Cecilia jammerte dramatisch und verstärkte ihren Griff.
„Na gut, na gut“, gab Rachel schließlich nach.
„Es ist, weil … er anders ist.“
Cecilia wurde sofort munter. „Wie anders?“
Rachel atmete aus und spannte ihre Schultern leicht an.
„Ich wollte einfach nicht mit Lucifer gehen, okay?“, sagte sie defensiv und verschränkte die Arme.

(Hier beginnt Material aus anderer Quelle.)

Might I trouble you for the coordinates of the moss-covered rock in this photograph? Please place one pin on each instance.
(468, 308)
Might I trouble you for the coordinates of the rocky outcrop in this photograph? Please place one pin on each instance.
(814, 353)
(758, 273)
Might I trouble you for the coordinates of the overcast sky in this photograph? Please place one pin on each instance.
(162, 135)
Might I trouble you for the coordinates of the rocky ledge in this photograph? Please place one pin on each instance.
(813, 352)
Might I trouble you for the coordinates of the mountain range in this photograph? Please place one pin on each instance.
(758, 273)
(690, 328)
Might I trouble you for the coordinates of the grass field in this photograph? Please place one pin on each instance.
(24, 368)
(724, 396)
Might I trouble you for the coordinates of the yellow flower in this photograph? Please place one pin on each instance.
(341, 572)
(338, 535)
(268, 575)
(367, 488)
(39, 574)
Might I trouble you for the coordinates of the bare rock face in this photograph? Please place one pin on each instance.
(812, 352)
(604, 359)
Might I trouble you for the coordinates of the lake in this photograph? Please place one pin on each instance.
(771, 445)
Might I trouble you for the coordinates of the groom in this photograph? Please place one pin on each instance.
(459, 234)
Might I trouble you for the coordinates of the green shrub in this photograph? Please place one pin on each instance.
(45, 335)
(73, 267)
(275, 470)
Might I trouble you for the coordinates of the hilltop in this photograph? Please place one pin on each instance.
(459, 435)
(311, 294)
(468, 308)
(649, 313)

Cecilias Augen leuchteten.
„Aha“, kicherte sie, sichtlich erfreut. „Also benutzt die Heilige Arthur.“
Rachels Miene verdüsterte sich sofort.
„Cecilia.“
Ihre Stimme war leise, ihr Blick scharf. „Ich benutze ihn nicht.“
Cecilia winkte abweisend mit der Hand und wurde plötzlich ernst.
„Nein, ich verstehe schon, keine Sorge.“
Sie neigte leicht den Kopf und ließ ihren Blick zur Seite schweifen.

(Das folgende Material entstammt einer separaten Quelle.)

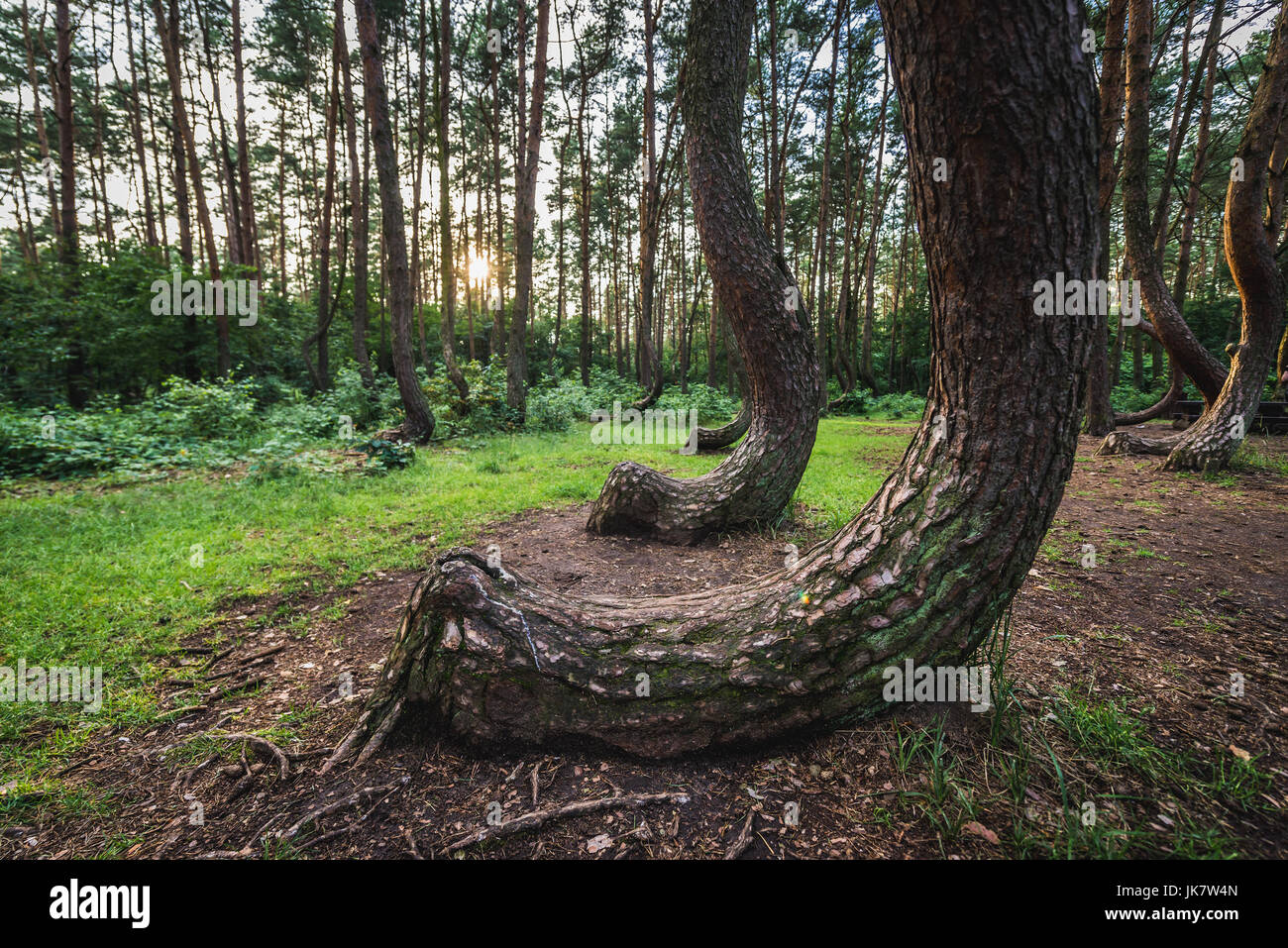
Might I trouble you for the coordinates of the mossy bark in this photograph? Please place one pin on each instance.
(931, 562)
(1249, 249)
(767, 312)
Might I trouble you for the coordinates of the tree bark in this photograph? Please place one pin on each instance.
(447, 305)
(1181, 344)
(1249, 249)
(767, 312)
(930, 563)
(168, 47)
(357, 206)
(419, 424)
(524, 219)
(1100, 412)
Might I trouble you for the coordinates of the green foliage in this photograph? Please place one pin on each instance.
(384, 456)
(898, 404)
(483, 411)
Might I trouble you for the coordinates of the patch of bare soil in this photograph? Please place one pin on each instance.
(1186, 591)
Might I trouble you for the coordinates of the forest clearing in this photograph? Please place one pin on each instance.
(472, 430)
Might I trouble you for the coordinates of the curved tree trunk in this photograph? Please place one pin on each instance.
(1158, 408)
(767, 313)
(442, 103)
(932, 561)
(1249, 249)
(1211, 442)
(719, 438)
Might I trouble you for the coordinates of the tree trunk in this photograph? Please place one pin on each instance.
(447, 305)
(321, 373)
(1181, 344)
(168, 47)
(1249, 249)
(932, 561)
(68, 244)
(866, 373)
(1099, 419)
(357, 206)
(524, 219)
(765, 309)
(419, 424)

„Lucifer ist eben so ein verrückter Bastard.“
Rachel blinzelte. Dann blinzelte sie noch einmal.
„Das sagst du.“
Cecilia bemerkte ihren Gesichtsausdruck und grinste. „Verrückt auf eine ganz andere Art.“
Rachel kniff die Augen zusammen.
„Na ja, wie auch immer“, fuhr Cecilia fort, jetzt zu lässig, zu geschmeidig, als würde sie das Gespräch genau dorthin lenken, wo sie es haben wollte.
„Du magst ihn also nicht wirklich, oder?“ sagte Cecilia und beobachtete sie aufmerksam. „Abgesehen von deinem dummen, gütigen Herzen.“
Rachel runzelte leicht die Stirn.
„Warum sagst du das?“
Cecilia antwortete nicht sofort.
Stattdessen verschränkte sie die Hände hinter dem Rücken und lächelte, während ihre purpurroten Augen etwas Unlesbares funkelten.
Rachel spürte, wie ihr ein kalter Schauer über den Rücken lief.